Madrigal Andres G, Basuino Li, Chambers Henry F
University of California at San Francisco, Division of Infectious Diseases at SFGH, Box 0811, San Francisco, CA 94143, USA.
Antimicrob Agents Chemother. 2005 Aug;49(8):3163-5. doi: 10.1128/AAC.49.8.3163-3165.2005.
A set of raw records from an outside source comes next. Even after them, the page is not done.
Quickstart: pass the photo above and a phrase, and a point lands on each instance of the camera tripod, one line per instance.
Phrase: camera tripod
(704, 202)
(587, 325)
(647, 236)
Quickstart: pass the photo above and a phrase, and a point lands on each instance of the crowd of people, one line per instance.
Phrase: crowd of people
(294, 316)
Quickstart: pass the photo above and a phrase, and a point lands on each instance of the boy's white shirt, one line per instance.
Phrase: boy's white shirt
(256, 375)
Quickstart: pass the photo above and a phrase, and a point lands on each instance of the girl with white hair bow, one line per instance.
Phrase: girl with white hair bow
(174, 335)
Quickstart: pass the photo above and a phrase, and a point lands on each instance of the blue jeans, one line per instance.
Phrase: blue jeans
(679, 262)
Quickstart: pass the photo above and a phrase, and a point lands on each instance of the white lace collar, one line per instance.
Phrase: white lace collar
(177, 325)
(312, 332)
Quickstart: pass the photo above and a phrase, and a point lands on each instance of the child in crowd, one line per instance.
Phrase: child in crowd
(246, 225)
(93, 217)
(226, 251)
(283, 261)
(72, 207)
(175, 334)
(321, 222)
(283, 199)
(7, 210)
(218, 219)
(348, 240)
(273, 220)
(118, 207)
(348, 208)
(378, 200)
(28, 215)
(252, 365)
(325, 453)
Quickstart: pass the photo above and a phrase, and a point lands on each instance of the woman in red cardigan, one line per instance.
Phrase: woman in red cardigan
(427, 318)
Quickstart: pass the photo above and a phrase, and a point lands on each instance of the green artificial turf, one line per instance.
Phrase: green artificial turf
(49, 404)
The activities of telavancin and vancomycin were compared in vitro and in the rabbit model of aortic valve endocarditis against a methicillin-resistant Staphylococcus aureus strain, COL, and a vancomycin-intermediate S. aureus (VISA) strain, HIP 5836. Telavancin was bactericidal in time-kill studies at a concentration of 5 microg/ml against both COL and HIP5836. Vancomycin was bacteriostatic at 5 microg/ml and bactericidal at 10 microg/ml against COL and was bacteriostatic at 10 microg/ml against VISA strain HIP 5836. Compared to untreated controls, a twice-daily regimen of 30 mg/kg of telavancin reduced mean aortic valve vegetation titers of the COL strain by 4.7 log(10) CFU/g after 4 days of therapy and sterilized 6/11 vegetations compared to 3.4 log(10) CFU/g with 3/10 vegetations sterilized for a regimen of twice-daily vancomycin, 30 mg/kg; these differences were not statistically significant. Telavancin was significantly more effective than vancomycin in the VISA model, producing a 5.5 log(10) CFU/g reduction versus no reduction in CFU with vancomycin. In experiments comparing 2-day regimens of telavancin at 30 mg/kg and 50 mg/kg twice daily, organisms were rapidly eliminated from vegetations, but the effect was not different between the two doses. These results suggest that telavancin may be an effective treatment for endocarditis and other serious staphylococcal infections accompanied by bacteremia, including infections caused by staphylococci not susceptible to vancomycin.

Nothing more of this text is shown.